To install a standard and a legacy certificate in the same environment at the same time, you must complete the following steps:

  • To use the legacy certificate, you must repoint the DNS settings for your domains to the provided CNAME.
  • To use the standard certificate, you must confirm the DNS settings for your domain point to your assigned IP address.

If you have a legacy certificate (which works with the ELB) you can separately install the new certificate, and then update to the Elastic IP address (EIP) as necessary.

If an Acquia-managed SSL certificate is installed directly on an application’s load balancers and the self-service SSL facility is used to activate a certificate, the newly activated certificate will then take priority.

Note

If you use Akamai and upgrade your application from a legacy certificate to a standard certificate, you must contact Akamai to inform them your application’s certificate is now based on SNI. Not informing Akamai of the change will cause Akamai to not work with your application.

Differences in support for the standard and legacy models

Standard Legacy
Support for bare domains (for example, example.com rather than www.example.com).

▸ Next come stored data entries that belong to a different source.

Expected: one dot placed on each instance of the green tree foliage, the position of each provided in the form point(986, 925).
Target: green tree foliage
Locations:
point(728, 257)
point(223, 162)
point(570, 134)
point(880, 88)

This is possible because the load balancer has Elastic IP address (EIP) No support for bare domains without added configuration and services, since the load balancer is addressed by CNAME, rather than by IP address
Install certificate on any environment Install certificate only on Production environment on Cloud Platform Enterprise; one certificate can cover all environments on Cloud Platform Professional
Install any number of certificates on any environment (multiple certificates can be active at any time) Install only one certificate—installing a new certificate overwrites the previous one
Not supported by some old browsers Supported by old and new browsers
Does not use ELBs and uses active/passive load balancers in HA configuration Uses ELBs in an HA configuration, which offer round-robin load balancers, instead of active/passive load balancers
Load balancer requests have a 600-second timeout All requests through an ELB have a 705-second timeout. Subscribers still experiencing 60-second timeouts can file a Support ticket
Allows activation or deactivation of installed certificates Supports only one certificate, activated during installation; to revert to a previous certificate, subscribers must maintain copies of certificates and associated keys

SSL termination on Cloud Platform

Cloud Platform terminates SSL requests at the load balancing layer. Acquia also offers certain end-to-end encryption capabilities within Cloud Platform. For more information about end-to-end encryption, contact your Account Manager.

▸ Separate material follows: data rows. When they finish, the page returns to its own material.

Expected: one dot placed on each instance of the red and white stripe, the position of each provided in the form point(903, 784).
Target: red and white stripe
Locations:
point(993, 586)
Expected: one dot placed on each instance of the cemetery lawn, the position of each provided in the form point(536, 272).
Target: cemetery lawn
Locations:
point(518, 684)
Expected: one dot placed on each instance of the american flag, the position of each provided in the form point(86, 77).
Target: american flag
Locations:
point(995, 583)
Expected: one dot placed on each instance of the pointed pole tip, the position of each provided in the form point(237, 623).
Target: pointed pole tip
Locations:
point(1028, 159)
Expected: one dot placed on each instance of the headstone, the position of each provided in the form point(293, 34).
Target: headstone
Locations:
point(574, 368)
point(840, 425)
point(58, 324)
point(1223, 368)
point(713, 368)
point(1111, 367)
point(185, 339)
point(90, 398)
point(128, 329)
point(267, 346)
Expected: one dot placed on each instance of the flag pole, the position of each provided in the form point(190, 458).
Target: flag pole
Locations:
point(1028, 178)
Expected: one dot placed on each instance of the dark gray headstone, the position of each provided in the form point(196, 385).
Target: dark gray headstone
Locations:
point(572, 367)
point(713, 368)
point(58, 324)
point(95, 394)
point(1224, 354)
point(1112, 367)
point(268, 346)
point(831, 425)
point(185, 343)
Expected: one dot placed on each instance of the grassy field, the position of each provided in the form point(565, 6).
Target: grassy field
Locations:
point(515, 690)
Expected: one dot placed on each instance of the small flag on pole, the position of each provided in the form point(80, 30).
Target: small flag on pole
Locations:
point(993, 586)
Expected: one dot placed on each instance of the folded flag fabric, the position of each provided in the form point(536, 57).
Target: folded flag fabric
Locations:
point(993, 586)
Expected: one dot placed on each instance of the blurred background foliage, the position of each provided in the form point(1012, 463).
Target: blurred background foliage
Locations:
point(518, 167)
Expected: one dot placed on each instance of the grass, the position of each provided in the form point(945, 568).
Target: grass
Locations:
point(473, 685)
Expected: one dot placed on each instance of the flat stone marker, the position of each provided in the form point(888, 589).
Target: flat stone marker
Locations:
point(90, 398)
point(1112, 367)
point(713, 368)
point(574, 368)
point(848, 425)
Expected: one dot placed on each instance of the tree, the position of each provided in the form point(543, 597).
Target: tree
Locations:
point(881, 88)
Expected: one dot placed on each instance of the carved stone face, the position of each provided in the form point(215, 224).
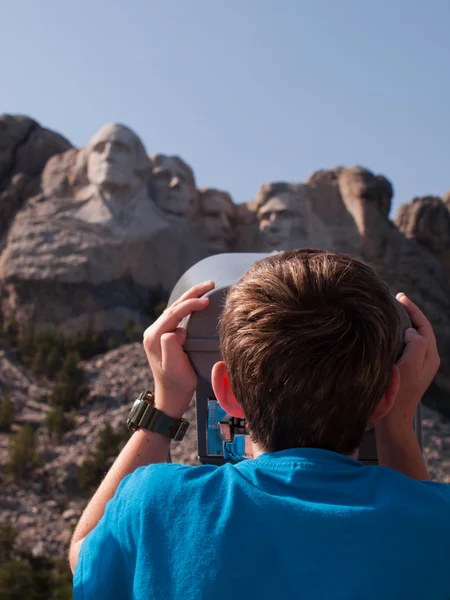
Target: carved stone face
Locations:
point(216, 215)
point(359, 186)
point(278, 221)
point(172, 188)
point(113, 158)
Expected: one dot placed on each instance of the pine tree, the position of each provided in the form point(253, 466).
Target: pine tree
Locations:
point(22, 452)
point(6, 413)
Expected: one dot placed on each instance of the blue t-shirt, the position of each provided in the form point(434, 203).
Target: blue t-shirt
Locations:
point(305, 523)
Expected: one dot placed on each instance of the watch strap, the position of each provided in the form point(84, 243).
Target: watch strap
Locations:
point(144, 414)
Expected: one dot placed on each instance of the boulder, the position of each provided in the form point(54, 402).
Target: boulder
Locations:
point(93, 250)
point(427, 220)
point(25, 147)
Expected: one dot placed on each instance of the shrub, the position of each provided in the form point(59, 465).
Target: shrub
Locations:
point(22, 453)
point(68, 390)
point(8, 536)
point(130, 331)
point(58, 423)
point(11, 332)
point(6, 413)
point(99, 460)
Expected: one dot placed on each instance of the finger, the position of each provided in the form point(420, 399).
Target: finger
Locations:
point(195, 292)
point(180, 333)
point(170, 319)
point(418, 319)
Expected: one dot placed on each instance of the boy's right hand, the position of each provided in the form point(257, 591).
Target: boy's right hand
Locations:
point(417, 366)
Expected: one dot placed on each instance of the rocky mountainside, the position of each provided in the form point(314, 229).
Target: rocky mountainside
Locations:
point(44, 508)
point(92, 241)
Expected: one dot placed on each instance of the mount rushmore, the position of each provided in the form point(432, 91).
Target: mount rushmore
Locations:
point(92, 237)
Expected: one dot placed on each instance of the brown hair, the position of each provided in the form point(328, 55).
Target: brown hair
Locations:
point(309, 339)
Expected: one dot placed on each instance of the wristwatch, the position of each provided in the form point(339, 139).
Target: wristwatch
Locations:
point(144, 414)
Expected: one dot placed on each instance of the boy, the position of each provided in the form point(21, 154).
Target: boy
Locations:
point(310, 341)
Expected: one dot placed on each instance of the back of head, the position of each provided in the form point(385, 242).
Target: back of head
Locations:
point(309, 339)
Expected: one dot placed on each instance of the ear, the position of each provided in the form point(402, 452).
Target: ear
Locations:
point(223, 392)
point(388, 399)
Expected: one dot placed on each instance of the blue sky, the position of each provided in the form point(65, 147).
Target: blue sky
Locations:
point(247, 91)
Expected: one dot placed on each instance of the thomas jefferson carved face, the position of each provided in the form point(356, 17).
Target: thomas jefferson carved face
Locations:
point(172, 185)
point(115, 154)
point(216, 211)
point(281, 219)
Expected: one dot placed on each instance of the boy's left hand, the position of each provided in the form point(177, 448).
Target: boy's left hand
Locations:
point(175, 379)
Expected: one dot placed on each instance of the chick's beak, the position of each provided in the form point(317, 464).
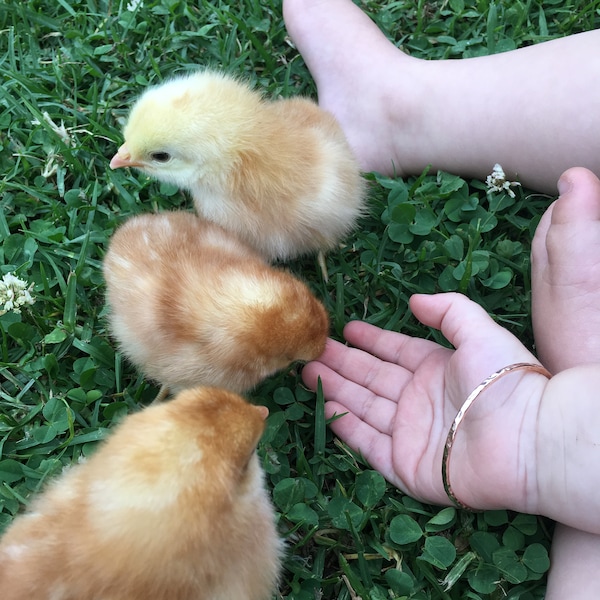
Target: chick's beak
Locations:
point(122, 159)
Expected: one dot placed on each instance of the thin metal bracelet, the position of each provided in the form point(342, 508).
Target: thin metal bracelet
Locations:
point(534, 368)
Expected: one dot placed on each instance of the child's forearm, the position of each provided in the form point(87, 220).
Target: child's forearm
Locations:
point(568, 449)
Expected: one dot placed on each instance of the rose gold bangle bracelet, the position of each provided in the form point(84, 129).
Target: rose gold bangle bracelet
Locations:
point(532, 367)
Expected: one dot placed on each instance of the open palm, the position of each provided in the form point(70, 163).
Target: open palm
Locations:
point(399, 396)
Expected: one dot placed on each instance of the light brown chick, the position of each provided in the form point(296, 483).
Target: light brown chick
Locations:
point(171, 507)
point(280, 174)
point(192, 305)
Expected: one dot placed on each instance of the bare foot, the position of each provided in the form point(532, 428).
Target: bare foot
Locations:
point(361, 77)
point(566, 275)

Roles and permissions for SSL management

Cloud Platform provides the following two permissions for managing SSL:

  • Install or remove SSL certificates for the non-production environments
  • Install or remove SSL certificates for the production environment

By default, users with the Administrator, Team Lead, and Senior Developer roles have the preceding permissions, and users with the Developer role do not. Learn more about roles and permissions.

Important

Do not email your SSL certificate or attach your SSL certificate to a support ticket. Instead, if you must send a certificate to Acquia other than by using the Cloud Platform interface, contact Acquia Support, and we will advise you how to upload your SSL certificate and private key securely.

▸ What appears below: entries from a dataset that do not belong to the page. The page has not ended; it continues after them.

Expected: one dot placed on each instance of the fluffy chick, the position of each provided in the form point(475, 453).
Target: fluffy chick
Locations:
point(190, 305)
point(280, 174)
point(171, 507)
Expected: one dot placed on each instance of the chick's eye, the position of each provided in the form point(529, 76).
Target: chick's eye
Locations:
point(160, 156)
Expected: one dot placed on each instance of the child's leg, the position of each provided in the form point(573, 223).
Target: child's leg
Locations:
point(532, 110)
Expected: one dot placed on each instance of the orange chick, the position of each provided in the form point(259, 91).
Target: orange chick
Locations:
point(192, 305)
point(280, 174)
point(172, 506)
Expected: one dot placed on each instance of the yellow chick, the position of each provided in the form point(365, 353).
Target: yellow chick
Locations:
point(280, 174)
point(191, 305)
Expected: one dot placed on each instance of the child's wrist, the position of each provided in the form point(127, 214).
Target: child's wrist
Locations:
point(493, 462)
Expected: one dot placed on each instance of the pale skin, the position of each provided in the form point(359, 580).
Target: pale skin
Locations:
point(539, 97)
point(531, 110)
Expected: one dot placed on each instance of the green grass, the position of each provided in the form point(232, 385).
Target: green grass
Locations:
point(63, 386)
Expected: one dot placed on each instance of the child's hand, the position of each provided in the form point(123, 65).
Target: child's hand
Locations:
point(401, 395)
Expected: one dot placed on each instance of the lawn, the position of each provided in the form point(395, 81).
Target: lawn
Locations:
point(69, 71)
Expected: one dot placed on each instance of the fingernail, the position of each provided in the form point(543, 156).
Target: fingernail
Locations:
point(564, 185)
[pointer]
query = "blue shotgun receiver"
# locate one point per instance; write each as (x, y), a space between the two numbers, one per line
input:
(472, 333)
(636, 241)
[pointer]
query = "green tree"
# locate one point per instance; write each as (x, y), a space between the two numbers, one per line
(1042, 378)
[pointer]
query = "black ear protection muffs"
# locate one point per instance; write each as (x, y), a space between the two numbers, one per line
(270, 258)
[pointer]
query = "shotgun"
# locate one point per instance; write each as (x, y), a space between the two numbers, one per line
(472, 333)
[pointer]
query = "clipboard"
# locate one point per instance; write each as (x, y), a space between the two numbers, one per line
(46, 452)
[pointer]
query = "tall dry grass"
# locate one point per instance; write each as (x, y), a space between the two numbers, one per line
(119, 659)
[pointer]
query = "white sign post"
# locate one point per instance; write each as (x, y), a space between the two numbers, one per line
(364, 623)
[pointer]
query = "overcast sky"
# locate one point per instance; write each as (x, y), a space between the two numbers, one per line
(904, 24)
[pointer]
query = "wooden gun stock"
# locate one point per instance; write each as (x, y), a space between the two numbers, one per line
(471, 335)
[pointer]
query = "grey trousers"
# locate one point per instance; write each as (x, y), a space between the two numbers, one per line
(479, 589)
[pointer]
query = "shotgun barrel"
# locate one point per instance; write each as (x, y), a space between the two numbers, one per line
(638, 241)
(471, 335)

SSL on Cloud Platform Professional

Using legacy SSL certificates for a Cloud Platform Professional subscription incurs an added charge. The charge is per Cloud Platform Professional codebase. For more details, see About Acquia billing.

SSL on Cloud Platform Enterprise

Cloud Platform Enterprise subscriptions incur no extra charge. Acquia strongly suggests Cloud Platform Enterprise subscriptions use the standard model.